One reason for this is that we sometimes find a non-canonical URL first. If this URL has a noindex robots meta tag, we might decide not to index anything until we crawl and index the canonical URL. Without the noindex robots meta tag (with the rel=canonical link element) we can start by indexing that URL and show it to users in search results. As soon as we crawl the canonical URL, we can change to the canonical URL instead. It's also much safer because you don't have to worry about serving different versions of the content depending on the exact URL :-).
There's a bit more in John's two posts in the discussion worth looking at.
There's also a Matt Cutts video on this page...

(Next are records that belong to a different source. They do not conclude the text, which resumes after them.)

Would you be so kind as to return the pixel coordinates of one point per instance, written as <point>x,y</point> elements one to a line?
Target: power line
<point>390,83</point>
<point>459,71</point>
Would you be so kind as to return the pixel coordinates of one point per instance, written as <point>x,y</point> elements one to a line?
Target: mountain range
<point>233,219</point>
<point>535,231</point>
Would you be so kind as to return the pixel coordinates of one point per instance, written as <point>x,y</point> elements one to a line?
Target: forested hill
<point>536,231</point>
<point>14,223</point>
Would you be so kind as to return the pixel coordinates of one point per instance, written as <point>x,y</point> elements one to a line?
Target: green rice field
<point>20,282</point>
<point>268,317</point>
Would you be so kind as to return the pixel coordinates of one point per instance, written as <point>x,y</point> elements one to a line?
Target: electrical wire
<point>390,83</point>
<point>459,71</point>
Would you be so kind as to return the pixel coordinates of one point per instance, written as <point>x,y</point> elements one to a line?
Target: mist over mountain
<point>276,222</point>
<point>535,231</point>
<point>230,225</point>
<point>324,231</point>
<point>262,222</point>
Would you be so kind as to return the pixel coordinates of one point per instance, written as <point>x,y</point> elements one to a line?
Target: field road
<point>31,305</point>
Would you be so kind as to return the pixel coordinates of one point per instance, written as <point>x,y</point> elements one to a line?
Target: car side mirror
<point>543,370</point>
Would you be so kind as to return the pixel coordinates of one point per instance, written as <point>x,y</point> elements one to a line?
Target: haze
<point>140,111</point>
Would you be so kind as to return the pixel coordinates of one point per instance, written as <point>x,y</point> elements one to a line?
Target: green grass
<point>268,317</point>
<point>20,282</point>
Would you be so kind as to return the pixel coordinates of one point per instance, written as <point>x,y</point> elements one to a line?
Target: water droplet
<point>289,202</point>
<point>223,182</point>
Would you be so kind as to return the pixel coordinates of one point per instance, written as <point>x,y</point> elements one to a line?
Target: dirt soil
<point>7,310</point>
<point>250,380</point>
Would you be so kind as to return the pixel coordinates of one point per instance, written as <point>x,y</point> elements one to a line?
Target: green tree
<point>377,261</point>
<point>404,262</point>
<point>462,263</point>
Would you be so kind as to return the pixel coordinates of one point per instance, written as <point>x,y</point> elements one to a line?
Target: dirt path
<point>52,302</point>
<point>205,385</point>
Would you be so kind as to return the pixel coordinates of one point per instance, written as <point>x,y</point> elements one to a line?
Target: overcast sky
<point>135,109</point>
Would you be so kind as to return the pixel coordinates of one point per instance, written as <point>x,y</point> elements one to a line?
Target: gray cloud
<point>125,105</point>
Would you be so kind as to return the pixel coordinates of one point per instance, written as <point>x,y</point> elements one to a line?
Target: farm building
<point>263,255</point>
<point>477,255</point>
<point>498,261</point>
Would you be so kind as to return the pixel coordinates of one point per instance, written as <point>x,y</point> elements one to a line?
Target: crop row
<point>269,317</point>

About rel="canonical" https://support.google.com/webmasters/answer/139394?hl=en [support.google.com]
At about 7:04 into the video, Matt talks about about different sort orders in ecommerce, but not much about filtering (I haven't watched the whole video in quite some time, so he might).
Much more to be said about keeping it simple... and also making sure that you're not filtering out significant amounts of information with your filters. Make sure that you are distinguishing between attributes (things like colors) and categories (things like brands that you want indexed on their own). So, the solutions we're discussing, IMO, probably wouldn't work for filtering brands... but I'd love to hear otherwise if they will.
That said, there is a video on the canonical and pagination by Maile Ohye, not quite the same thing as what's being discussed here, that I've linked to several times and you can find by site search... and it occurs to me that conceivably a paginated approach, with the canonical, might work as a way to both sort and then filter by brands... if someone wants to work that one out ;). (I haven't thought it through, but it could be a remote possibility.)
Also, there are other ways of filtering faceted searches, but all probably more complex than aakk9999's elegant suggestion of the dummy folder.